CVJan 11, 2019

Mono3D++: Monocular 3D Vehicle Detection with Two-Scale 3D Hypotheses and Task Priors

arXiv:1901.03446v1135 citations
Originality Incremental advance
AI Analysis

This work addresses the challenge of 3D vehicle detection from monocular images, which is important for autonomous driving and robotics, but it appears incremental as it builds on existing morphable models and priors.

The paper tackles the ill-posed problem of inferring 3D pose and shape of vehicles from a single image by optimizing two-scale projection consistency and integrating task priors, resulting in improved robustness and accuracy in monocular 3D vehicle detection.

We present a method to infer 3D pose and shape of vehicles from a single image.
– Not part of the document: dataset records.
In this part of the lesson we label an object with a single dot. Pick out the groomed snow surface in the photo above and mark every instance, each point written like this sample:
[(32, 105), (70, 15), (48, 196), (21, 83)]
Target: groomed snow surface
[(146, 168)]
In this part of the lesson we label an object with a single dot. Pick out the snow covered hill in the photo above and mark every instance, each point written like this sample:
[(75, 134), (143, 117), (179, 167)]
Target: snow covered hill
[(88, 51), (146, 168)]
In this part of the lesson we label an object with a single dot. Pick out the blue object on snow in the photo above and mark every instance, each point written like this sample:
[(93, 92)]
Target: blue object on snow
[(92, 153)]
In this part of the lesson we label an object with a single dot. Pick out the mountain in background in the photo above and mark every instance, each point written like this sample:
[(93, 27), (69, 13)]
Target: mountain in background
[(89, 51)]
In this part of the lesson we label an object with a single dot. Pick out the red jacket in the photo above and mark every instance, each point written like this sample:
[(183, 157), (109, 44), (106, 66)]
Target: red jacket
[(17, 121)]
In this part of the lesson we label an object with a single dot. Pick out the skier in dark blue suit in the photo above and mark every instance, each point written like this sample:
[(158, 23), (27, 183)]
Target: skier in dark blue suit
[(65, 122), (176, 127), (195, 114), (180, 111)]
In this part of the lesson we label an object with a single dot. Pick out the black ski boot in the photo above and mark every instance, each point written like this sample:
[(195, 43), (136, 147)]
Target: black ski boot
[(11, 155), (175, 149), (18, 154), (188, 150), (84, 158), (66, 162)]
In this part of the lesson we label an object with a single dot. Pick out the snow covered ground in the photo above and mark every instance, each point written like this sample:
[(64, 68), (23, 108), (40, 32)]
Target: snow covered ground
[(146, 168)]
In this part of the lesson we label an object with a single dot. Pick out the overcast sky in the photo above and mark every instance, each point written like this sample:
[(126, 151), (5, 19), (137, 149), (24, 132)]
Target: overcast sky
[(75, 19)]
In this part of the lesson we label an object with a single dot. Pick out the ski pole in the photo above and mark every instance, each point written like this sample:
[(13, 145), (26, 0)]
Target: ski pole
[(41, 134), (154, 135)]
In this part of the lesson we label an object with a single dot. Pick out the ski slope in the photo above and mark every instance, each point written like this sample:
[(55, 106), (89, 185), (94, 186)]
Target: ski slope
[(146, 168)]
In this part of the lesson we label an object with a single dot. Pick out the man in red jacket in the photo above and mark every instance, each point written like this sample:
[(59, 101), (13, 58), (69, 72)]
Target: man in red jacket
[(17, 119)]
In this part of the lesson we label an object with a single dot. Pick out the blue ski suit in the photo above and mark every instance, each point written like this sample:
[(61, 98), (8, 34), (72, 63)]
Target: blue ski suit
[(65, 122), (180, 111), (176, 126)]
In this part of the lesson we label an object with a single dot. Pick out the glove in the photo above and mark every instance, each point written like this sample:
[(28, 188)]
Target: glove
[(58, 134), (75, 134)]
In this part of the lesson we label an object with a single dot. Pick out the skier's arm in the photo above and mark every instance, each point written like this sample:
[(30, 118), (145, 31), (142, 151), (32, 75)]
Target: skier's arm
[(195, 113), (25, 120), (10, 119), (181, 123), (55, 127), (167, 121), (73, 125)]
To tackle this ill-posed problem, we optimize two-scale projection consistency between the generated 3D hypotheses and their 2D pseudo-measurements. Specifically, we use a morphable wireframe model to generate a fine-scaled representation of vehicle shape and pose. To reduce its sensitivity to 2D landmarks, we jointly model the 3D bounding box as a coarse representation which improves robustness. We also integrate three task priors, including unsupervised monocular depth, a ground plane constraint as well as vehicle shape priors, with forward projection errors into an overall energy function.